T-9: Distant conversational speech recognition and analysis: Recent advances, and trends towards end-to-end optimization
Keisuke Kinoshita, Yusuke Fujita, Naoyuki Kanda, Shinji Watanabe
-
SPS
IEEE Members: $11.00
Non-members: $15.00Length: 03:43:32
Recognizing unsegmented conversational speech recorded with distant microphone(s) is a challenging but an essential task to be solved to unfold a myriad of new speech applications, such as a communication agent that can understand, respond to and facilitate our conversation. This task contains a number of subtasks, which has been studied rather independently for a decade, such as multichannel/single-channel source separation, speaker diarization with source number counting, and conversational speech recognition. This tutorial first revisits, with demonstration, current state-of-the-art systems for this task, which were developed for challenges such as CHiME 5-6 challenges, and commercial products.

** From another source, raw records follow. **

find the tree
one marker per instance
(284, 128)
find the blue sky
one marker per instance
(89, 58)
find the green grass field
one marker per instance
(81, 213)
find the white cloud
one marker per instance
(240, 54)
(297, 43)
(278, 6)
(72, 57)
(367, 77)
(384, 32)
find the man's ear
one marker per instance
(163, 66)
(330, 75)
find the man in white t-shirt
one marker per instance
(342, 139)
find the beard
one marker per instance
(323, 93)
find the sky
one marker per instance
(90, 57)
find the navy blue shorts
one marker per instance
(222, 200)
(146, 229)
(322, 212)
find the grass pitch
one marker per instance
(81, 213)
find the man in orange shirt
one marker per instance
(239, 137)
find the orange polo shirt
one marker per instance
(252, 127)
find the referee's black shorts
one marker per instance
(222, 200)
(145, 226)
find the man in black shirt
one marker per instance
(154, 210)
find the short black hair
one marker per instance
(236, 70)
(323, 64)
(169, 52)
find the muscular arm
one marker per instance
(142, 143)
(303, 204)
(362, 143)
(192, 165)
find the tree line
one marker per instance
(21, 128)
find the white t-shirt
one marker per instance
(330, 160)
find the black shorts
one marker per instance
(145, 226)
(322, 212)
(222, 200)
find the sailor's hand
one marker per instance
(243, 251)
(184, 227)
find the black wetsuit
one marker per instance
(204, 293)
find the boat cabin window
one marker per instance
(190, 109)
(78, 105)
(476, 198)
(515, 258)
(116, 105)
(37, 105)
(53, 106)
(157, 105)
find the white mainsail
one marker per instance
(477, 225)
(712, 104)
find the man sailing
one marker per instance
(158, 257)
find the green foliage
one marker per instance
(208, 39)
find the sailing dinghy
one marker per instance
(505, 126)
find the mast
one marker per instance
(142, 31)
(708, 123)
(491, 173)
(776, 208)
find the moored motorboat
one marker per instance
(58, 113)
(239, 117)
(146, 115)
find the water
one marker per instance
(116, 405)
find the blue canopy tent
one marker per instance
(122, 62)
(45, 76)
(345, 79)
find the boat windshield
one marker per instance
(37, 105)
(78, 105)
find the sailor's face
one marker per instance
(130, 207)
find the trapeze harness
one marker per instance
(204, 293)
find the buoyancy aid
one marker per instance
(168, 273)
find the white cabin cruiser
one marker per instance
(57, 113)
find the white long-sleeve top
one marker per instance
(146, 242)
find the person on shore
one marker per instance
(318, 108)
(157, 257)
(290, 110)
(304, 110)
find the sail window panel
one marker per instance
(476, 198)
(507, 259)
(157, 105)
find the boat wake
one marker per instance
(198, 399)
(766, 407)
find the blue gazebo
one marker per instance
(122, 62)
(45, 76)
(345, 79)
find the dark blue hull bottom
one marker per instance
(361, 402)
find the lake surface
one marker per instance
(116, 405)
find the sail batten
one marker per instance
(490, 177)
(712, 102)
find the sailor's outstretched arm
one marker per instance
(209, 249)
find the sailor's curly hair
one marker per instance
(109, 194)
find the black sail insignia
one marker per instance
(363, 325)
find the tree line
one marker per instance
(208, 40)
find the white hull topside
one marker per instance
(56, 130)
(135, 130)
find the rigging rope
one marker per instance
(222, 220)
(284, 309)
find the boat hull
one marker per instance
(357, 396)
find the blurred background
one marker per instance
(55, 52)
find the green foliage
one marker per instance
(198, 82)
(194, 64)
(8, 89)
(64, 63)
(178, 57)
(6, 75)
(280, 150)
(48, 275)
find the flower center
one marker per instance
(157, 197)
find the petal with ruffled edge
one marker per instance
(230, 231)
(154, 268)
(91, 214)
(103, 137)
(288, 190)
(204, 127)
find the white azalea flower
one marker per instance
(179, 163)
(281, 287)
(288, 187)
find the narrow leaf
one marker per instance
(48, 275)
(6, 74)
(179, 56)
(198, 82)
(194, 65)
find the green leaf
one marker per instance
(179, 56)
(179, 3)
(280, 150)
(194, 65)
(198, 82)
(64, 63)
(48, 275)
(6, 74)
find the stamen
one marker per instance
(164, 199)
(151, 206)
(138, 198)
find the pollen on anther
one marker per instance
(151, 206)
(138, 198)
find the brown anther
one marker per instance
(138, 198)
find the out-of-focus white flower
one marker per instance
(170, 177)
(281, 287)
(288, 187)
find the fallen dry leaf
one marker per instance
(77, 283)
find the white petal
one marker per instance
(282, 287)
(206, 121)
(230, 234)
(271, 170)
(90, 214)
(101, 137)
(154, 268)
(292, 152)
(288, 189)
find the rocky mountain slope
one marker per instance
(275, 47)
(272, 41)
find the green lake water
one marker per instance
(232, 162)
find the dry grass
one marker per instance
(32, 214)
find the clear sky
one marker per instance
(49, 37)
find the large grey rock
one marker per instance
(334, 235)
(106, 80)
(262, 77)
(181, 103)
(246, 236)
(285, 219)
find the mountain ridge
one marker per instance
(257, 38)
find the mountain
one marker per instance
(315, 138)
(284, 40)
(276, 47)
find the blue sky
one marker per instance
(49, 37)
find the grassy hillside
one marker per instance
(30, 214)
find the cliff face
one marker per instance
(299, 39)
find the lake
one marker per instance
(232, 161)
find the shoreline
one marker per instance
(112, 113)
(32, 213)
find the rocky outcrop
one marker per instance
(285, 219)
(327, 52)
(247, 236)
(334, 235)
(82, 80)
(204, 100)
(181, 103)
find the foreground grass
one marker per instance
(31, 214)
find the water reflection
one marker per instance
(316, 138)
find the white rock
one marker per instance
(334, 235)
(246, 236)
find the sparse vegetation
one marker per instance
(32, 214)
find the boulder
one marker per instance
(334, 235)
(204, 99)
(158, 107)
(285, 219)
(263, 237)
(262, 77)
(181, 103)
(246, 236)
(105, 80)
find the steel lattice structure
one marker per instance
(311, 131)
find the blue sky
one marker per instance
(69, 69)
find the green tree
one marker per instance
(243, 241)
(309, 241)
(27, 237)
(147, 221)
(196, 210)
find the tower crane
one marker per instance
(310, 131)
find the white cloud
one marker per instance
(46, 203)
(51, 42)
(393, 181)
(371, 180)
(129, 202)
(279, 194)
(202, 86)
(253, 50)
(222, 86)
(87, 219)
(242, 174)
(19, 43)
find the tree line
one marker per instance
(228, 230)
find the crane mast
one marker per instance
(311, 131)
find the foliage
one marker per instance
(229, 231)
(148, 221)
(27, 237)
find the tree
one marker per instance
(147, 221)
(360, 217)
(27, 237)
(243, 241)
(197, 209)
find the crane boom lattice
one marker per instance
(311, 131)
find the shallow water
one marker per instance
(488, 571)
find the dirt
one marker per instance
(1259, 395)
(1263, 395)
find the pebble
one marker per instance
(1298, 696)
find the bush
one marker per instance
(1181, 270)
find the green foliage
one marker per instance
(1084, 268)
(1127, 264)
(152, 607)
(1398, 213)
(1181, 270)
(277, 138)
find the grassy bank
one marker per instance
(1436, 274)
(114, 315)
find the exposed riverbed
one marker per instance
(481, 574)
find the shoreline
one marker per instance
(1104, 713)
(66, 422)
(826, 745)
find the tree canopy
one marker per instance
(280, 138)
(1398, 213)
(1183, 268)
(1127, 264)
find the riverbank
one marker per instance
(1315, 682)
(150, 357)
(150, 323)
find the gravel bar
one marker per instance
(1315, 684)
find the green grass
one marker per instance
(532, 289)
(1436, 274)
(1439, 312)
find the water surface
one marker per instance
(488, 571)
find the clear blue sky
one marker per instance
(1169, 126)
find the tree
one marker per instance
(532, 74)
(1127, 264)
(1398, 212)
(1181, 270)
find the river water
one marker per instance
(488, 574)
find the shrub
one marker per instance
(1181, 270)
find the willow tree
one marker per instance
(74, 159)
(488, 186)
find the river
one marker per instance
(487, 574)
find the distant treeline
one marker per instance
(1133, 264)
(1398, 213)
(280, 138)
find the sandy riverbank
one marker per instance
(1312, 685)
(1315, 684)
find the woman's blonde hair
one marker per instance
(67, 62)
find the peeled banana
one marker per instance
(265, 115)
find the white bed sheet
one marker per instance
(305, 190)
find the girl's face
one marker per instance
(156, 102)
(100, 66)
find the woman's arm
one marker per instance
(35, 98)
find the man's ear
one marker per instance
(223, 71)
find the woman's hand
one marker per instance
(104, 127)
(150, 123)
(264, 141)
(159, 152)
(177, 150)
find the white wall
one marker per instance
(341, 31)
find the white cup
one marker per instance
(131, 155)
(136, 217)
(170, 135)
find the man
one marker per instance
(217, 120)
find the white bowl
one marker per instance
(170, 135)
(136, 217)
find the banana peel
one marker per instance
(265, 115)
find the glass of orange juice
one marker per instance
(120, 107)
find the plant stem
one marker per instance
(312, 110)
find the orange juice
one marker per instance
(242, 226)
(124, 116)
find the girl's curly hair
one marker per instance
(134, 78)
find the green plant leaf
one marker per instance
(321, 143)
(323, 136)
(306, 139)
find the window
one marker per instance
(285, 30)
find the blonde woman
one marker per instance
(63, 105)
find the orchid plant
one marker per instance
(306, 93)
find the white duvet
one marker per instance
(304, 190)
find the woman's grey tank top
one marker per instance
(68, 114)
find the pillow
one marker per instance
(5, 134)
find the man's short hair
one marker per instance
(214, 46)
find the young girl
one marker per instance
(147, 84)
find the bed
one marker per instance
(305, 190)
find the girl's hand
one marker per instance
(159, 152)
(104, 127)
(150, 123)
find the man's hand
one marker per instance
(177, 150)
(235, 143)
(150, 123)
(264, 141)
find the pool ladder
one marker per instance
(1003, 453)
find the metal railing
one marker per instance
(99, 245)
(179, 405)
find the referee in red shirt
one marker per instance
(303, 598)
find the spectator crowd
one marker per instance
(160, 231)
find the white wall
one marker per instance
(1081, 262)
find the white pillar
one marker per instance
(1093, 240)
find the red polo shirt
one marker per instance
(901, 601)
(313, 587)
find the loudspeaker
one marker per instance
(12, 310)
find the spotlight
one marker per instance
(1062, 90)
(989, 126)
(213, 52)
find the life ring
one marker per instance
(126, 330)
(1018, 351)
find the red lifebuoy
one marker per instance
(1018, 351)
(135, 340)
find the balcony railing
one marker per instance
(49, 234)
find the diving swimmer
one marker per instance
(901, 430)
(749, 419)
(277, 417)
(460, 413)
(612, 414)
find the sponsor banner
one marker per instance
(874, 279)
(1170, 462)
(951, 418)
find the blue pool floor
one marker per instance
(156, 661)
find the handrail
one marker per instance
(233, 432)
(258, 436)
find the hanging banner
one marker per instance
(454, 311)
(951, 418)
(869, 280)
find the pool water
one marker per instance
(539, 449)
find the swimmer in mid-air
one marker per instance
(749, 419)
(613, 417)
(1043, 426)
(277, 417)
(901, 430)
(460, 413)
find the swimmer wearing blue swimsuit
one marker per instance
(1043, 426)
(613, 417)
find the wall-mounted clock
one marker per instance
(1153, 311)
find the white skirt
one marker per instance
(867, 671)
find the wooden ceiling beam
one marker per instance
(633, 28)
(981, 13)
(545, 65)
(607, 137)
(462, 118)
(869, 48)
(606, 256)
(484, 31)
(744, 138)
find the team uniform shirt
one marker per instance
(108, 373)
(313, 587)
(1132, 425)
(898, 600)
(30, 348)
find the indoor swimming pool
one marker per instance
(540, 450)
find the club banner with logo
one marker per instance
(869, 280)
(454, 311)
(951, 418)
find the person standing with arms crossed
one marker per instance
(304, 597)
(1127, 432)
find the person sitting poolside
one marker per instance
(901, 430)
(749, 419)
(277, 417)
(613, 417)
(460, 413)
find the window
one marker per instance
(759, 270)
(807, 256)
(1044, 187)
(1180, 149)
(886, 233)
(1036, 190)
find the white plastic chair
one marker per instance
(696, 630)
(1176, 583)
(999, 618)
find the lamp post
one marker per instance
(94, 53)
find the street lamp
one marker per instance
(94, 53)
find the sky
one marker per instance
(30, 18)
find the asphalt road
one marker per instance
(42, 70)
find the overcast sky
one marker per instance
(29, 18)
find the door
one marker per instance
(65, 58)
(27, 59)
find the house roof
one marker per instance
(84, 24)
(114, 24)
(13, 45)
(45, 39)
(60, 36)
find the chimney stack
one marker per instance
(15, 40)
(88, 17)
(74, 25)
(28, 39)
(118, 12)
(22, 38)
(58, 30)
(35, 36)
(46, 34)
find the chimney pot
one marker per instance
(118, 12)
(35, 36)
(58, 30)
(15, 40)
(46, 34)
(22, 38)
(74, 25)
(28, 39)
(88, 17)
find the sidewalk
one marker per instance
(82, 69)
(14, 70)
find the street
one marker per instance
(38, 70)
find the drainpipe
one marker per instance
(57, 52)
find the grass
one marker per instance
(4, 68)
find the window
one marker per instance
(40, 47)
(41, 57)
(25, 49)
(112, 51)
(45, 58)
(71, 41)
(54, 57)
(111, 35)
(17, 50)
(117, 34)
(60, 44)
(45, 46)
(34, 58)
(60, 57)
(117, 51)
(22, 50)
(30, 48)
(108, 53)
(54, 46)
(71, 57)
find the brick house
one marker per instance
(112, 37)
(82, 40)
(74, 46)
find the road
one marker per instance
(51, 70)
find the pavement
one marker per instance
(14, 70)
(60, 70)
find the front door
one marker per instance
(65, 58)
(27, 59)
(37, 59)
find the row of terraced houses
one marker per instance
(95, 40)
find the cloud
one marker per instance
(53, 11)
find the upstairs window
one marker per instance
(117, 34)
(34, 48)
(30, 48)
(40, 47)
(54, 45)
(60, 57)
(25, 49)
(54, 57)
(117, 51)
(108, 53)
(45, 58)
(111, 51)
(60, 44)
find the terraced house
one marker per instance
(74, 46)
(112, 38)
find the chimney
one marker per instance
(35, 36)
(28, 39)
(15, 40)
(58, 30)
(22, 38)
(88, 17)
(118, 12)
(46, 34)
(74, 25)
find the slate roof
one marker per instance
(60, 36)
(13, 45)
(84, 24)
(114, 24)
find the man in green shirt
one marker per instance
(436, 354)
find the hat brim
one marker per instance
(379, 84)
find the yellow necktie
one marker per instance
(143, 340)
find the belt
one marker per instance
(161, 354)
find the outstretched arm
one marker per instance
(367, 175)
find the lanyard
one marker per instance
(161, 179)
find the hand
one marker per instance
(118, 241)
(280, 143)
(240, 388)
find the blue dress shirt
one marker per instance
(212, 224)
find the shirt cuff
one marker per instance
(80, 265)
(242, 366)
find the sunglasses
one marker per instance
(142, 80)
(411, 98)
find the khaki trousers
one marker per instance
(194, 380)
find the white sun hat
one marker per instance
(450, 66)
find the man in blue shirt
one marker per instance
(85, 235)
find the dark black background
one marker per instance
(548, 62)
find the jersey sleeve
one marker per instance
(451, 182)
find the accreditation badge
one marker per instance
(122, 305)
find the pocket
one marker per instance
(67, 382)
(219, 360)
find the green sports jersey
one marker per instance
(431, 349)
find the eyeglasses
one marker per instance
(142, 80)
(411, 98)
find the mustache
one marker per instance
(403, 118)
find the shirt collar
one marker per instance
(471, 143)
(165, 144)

These systems typically consist of a combination of well-established independently optimized modules. While these systems are designed carefully to consolidate these independent modules, there is still a large room for improvement. In the latter part of the tutorial, we introduce a recent new research trend that aims to establish an optimal joint neural system that solves those subtasks all together, through end-to-end optimization based on common integrated objective. By showing the potential of such jointly-optimal systems that now start outperforming previous top-performing systems in many tasks, we discuss the future directions and challenges for this task from both industry and academic perspectives.